International Research Journal of Education and Technology

The design and analysis of a multiplexer (Mux) circuit utilizing adiabatic switching techniques, specifically focusing on Energy Recovery Logic (ERL) and Charge Recovery Logic (CRL), with particular emphasis on the ECRL and PFAL families. The primary objective is to significantly reduce power dissipation by recovering energy during signal transitions, which would otherwise be dissipated as heat in conventional CMOS circuits. Adiabatic logic circuits achieve this by performing logic transitions at slow voltage rates, allowing for energy recovery through controlled voltage sources or inductive elements. This study investigates methods to maximize the energy recovery, optimizing the inclusion of components like inductors and capacitors to facilitate energy transfer, minimize losses, and enhance efficiency.

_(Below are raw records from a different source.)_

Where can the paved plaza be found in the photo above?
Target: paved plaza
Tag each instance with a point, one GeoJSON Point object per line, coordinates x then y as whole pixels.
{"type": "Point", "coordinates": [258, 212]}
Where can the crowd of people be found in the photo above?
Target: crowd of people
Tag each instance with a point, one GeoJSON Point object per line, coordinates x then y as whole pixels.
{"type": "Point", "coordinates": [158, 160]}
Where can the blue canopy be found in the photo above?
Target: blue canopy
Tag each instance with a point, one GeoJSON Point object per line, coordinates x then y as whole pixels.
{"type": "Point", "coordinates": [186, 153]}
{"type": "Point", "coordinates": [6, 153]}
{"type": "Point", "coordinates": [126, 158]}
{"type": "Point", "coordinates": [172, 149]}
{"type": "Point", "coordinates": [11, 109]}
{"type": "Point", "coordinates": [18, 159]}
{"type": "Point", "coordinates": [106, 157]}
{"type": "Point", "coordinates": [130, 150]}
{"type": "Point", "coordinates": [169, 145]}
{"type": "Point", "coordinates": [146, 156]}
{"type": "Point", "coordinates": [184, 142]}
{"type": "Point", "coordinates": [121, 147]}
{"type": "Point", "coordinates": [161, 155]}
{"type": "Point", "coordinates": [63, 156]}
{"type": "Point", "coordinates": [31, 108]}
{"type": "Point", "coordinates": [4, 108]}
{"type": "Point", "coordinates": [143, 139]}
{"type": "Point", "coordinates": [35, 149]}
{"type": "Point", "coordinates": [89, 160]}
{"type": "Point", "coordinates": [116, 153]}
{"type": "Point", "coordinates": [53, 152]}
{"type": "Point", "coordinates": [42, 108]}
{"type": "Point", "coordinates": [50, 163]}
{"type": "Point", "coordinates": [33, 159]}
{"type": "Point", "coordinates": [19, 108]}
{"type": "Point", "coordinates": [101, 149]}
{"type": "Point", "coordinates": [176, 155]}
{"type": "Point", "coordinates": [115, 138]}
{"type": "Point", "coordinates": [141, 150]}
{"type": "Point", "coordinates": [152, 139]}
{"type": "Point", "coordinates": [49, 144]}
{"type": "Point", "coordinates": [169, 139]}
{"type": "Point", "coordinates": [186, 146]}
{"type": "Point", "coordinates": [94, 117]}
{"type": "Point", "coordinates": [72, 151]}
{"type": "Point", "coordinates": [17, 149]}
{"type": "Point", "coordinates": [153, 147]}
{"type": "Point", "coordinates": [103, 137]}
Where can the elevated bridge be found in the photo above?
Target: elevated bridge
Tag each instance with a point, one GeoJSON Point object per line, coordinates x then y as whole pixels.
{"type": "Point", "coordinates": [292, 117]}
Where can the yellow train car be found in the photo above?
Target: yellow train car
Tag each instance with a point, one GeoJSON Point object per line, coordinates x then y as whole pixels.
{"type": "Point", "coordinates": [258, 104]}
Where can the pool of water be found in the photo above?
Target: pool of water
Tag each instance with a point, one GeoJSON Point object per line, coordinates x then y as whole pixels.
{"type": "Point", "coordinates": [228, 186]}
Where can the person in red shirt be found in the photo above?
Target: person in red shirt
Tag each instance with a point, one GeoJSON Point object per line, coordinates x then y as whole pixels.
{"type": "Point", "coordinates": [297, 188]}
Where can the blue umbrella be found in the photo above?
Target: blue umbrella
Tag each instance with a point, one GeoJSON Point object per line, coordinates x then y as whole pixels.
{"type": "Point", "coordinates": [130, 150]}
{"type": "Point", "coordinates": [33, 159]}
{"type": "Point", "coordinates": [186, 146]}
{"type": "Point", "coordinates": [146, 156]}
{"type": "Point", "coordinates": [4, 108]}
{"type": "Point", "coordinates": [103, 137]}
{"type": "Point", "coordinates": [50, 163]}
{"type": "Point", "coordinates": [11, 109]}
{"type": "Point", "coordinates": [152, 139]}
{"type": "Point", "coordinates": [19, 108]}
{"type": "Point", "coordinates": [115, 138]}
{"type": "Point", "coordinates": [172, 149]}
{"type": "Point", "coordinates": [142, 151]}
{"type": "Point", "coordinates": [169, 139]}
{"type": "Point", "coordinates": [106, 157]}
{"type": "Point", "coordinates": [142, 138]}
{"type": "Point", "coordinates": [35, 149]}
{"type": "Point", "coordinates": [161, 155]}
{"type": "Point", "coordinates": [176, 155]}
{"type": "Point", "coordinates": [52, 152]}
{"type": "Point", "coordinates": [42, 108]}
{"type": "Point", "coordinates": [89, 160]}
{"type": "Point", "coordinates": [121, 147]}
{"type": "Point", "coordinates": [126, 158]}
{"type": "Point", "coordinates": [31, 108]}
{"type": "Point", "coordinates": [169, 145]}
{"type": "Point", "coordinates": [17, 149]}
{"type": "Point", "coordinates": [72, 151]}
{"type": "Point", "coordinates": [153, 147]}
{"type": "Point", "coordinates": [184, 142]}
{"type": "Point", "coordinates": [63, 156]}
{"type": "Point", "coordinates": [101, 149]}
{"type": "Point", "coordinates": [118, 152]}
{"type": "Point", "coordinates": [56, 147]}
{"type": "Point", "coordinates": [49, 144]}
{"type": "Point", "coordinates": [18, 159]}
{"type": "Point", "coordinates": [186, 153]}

A key challenge is to maintain an optimal balance between slow voltage transitions—required for energy recovery—and the need for acceptable switching speeds that meet the requirements of modern digital systems. We present a design for an efficient adiabatic multiplexer that incorporates these principles, ensuring that the circuit is capable of low power operation while meeting performance constraints. Simulations are conducted to assess various metrics, including power consumption, energy recovery efficiency, and switching speed, and to validate the effectiveness of adiabatic switching techniques in real- world scenarios.

Key Words: Energy Charge Recovery logic (ECRL),Positive Feedback Adiabatic Logic(PFAL), Adiabatic Logic.